Of the Law of God.
Chapter 19, Paragraph 7.
“Neither are the forementioned uses of the Law contrary to the Grace of the Gospel; but do sweetly comply with it; the Spirit of Christ subduing and enabling the Will of man, to do that freely and cheerfully, which the will of God revealed in the Law, requireth to be done.”
…sin is lawlessness… (1 John 3:4)
When I think of the Law and the Gospel, I picture them on opposite sides of a spectrum. In one corner, we have Law, cold, harsh, and unyielding; in the other corner we have Gospel, warm, gracious, and forgiving. The two don’t meet without sparring. Justification does not happen by keeping the law; it is an act of grace alone by faith alone. In the initial boxing match, the Gospel always wins. Grace is greater than the sin pointed out by the Law. Yet the Law and the Grace of the Gospel, rather than mortal enemies, are great friends in the life of a believer.
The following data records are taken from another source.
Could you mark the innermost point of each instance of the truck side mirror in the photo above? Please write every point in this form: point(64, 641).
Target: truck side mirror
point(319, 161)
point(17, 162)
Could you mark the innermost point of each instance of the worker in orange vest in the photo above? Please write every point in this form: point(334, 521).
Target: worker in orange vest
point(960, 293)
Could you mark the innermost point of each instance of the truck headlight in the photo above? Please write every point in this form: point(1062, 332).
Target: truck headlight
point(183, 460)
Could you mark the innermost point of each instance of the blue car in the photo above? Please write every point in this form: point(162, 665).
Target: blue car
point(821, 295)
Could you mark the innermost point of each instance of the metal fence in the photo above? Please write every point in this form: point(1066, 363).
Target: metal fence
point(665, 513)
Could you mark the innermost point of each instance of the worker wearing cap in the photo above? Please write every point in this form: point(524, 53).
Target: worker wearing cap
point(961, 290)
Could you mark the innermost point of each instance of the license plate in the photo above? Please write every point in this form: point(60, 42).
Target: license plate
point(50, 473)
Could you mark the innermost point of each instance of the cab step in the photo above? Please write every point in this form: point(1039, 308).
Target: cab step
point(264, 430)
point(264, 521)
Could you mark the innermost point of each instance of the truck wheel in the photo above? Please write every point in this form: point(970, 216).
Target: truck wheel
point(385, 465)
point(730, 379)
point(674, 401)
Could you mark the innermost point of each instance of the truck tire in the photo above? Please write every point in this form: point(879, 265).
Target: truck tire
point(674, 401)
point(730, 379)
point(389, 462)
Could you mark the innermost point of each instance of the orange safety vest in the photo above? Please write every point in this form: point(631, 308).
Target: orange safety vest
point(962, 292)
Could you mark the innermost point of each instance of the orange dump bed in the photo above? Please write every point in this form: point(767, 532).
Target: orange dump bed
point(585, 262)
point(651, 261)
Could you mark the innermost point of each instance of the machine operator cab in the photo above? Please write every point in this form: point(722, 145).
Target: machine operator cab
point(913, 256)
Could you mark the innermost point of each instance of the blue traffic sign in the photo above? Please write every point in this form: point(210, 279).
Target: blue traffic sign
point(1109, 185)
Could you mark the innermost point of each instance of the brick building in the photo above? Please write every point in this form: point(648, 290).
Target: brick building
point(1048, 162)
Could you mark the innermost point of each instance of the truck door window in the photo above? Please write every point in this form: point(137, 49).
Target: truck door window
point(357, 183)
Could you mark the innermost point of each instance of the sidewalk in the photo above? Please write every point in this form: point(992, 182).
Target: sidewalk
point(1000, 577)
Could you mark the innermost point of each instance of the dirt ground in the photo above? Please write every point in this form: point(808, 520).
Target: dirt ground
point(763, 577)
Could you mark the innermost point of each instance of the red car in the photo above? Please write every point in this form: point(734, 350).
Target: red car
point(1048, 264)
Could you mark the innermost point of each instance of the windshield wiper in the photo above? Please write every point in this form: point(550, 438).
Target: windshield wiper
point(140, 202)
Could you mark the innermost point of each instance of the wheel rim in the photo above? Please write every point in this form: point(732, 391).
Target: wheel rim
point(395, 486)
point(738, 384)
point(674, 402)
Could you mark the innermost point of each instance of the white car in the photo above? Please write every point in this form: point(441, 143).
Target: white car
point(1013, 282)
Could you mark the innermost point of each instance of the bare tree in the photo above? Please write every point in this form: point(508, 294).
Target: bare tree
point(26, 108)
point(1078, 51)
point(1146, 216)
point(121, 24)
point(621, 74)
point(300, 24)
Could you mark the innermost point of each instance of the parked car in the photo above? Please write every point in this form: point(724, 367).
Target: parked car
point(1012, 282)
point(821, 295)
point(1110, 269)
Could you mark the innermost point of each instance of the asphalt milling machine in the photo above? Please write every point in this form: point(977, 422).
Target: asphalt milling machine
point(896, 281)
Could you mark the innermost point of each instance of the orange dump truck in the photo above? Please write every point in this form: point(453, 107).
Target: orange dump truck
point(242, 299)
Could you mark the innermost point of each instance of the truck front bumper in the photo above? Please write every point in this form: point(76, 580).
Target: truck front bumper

God in the Grace of the Gospel, after regenerating the heart of the elect, brings the sinner back to the moral law. The Spirit, through His grace alone, enables her to freely will and do that which is good. These good works are the obedience to God’s commands. In other words, good works are obeying the law. Without obeying the law of God, the believer would still be constantly sinning, for to sin is to not obey the law. Holiness is not cancelled out by grace. It is enabled by it.
…the one who practices righteousness is righteous… (1 John 3:7)
Isn’t it interesting that we bristle when told we are to keep God’s revealed will, but we spend so much time wondering what God’s will is for our lives? It may be more fun to ponder whether I should be a doctor in a city or an artist in the country, but striving to keep those commands that God has plainly showed in His Word should be the first priority. Through the Spirit, we can obey those commands freely and cheerfully.
He has told you, O man, what is good;
And what does the Lord require of you
But to do justice, to love kindness,
And to walk humbly with your God? (Micah 6:8)
Questions to Consider
- Do you struggle with the idea of the Christian life as one that obeys God’s moral law? Why or why not?